I'm trying to create a physical robot that solves a puzzle. The image of the completed puzzle will be provided along with a picture of scattered pieces

I've gotten opencv to find contours and single out each piece and rotate them so they are all parallel to the horizontal axes (all "diamond" or "diagonal" pieces are rotated so they look like squares)

I've been using SIFT to match a bunch of small square pieces to the complete picture.

Comparing an un-rotated square piece to the full picture

The problem is this is not in the correct orientation. How would I go about finding out whether I need to rotate 90, 180, 270 degrees?

Another problem I have is to determine which quadrant (non-adrant?) the piece is in. For example, this piece belongs to the bottom right corner.
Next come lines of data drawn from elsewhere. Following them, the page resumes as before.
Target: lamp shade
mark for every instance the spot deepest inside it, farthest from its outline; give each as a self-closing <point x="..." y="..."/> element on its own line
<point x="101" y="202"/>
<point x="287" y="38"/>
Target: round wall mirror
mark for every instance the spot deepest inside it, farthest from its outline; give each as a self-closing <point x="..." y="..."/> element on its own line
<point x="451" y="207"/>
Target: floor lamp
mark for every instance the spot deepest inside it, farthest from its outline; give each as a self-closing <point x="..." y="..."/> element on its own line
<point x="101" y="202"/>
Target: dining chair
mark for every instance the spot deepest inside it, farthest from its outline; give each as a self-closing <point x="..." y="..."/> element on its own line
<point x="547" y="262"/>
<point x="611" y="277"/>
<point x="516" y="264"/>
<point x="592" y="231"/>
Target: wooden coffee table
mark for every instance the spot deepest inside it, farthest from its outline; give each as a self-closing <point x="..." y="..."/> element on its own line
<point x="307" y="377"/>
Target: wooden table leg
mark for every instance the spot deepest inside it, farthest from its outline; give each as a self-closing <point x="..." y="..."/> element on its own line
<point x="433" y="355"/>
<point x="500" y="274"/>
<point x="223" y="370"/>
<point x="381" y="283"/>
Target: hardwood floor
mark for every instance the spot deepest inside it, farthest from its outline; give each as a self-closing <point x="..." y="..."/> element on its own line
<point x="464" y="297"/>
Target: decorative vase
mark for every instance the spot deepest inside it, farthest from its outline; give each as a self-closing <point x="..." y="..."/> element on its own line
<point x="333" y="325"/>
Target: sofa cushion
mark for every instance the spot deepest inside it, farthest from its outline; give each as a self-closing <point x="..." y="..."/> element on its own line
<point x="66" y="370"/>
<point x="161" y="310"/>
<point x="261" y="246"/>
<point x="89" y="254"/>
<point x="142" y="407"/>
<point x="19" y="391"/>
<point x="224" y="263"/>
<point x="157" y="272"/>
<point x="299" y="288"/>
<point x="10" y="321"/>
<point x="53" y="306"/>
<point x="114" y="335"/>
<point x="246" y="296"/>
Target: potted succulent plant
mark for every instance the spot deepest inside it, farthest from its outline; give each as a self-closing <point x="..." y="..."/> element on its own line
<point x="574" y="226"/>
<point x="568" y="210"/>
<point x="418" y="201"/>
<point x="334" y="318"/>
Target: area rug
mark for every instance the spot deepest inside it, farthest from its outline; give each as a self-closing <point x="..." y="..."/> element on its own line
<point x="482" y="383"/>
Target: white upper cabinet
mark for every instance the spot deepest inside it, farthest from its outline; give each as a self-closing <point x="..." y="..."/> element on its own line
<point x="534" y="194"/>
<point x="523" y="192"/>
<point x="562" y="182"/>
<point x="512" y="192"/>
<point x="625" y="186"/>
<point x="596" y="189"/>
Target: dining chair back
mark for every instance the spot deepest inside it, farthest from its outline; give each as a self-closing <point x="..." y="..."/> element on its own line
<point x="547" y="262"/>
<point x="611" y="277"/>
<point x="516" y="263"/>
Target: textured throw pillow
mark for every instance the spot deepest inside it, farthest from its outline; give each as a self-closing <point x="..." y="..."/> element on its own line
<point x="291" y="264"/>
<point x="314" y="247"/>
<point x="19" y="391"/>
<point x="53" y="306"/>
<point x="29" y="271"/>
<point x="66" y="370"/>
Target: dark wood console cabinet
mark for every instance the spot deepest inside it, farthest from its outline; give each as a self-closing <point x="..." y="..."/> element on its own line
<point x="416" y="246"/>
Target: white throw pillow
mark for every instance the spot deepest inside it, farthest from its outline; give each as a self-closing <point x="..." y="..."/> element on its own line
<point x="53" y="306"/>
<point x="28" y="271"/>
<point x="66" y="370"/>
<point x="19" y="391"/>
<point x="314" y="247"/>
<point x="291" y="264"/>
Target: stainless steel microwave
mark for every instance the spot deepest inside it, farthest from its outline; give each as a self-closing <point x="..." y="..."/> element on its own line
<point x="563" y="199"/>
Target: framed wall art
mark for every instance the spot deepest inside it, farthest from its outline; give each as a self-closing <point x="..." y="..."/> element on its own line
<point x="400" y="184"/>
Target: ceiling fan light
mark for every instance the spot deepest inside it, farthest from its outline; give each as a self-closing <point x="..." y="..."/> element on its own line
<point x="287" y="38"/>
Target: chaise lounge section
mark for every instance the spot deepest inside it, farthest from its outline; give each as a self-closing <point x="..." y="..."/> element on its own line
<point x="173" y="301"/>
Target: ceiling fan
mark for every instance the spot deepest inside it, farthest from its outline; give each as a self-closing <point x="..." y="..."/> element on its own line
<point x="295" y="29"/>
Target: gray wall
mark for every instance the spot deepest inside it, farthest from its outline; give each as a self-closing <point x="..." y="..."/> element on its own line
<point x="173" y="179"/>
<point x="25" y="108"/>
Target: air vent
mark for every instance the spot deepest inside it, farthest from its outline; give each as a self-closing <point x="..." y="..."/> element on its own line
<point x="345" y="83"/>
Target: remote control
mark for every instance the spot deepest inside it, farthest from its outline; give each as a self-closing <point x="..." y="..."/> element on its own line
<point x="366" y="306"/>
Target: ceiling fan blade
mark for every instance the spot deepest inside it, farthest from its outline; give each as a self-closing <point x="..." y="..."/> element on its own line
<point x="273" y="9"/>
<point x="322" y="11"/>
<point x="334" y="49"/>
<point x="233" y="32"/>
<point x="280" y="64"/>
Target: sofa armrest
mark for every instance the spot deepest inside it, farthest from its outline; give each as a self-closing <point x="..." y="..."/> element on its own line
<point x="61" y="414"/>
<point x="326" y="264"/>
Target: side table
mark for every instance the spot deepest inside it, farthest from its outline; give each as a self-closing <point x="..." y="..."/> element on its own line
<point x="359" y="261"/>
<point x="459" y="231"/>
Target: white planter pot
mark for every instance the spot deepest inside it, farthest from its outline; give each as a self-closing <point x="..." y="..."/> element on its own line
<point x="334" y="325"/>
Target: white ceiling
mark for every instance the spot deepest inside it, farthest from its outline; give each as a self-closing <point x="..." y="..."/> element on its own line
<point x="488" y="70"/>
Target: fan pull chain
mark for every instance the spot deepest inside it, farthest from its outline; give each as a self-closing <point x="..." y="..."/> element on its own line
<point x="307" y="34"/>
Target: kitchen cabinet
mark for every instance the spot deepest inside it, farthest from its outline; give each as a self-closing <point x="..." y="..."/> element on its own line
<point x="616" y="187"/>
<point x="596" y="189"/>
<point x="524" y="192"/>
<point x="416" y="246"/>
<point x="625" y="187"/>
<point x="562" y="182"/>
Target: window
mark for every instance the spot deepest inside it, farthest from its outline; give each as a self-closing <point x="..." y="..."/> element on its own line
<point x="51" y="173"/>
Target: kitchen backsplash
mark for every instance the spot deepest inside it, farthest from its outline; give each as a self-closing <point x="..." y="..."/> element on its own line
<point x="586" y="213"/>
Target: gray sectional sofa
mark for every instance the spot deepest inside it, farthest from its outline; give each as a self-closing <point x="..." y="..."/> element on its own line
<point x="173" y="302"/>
Is there a function that identifies the majority of similar keypoints and then classify into one of the nine regions?

Since SIFT are designed to be rotation-invariant, it is a good thing that the feature matches even though you have a rotation.

To determine how much rotation you need, you generally need to have your camera calibration parameter in order to unproject the picture into a view that is top-down. For your robot, it looks like the pictures are already top-down.

If this assumption holds, you can perform a regression to figure out what angle you need to rotate your piece. If you also know that your pieces are always square, you only have 4 choices to choose from. In that case, you can try all 4 and see which one is "closest" to your extracted patch (matched via SIFT to the big picture).

Determining the quadrant the matched piece is in can be done by looking at the coordinates of the matched points. Their distance to the corners should be what you need.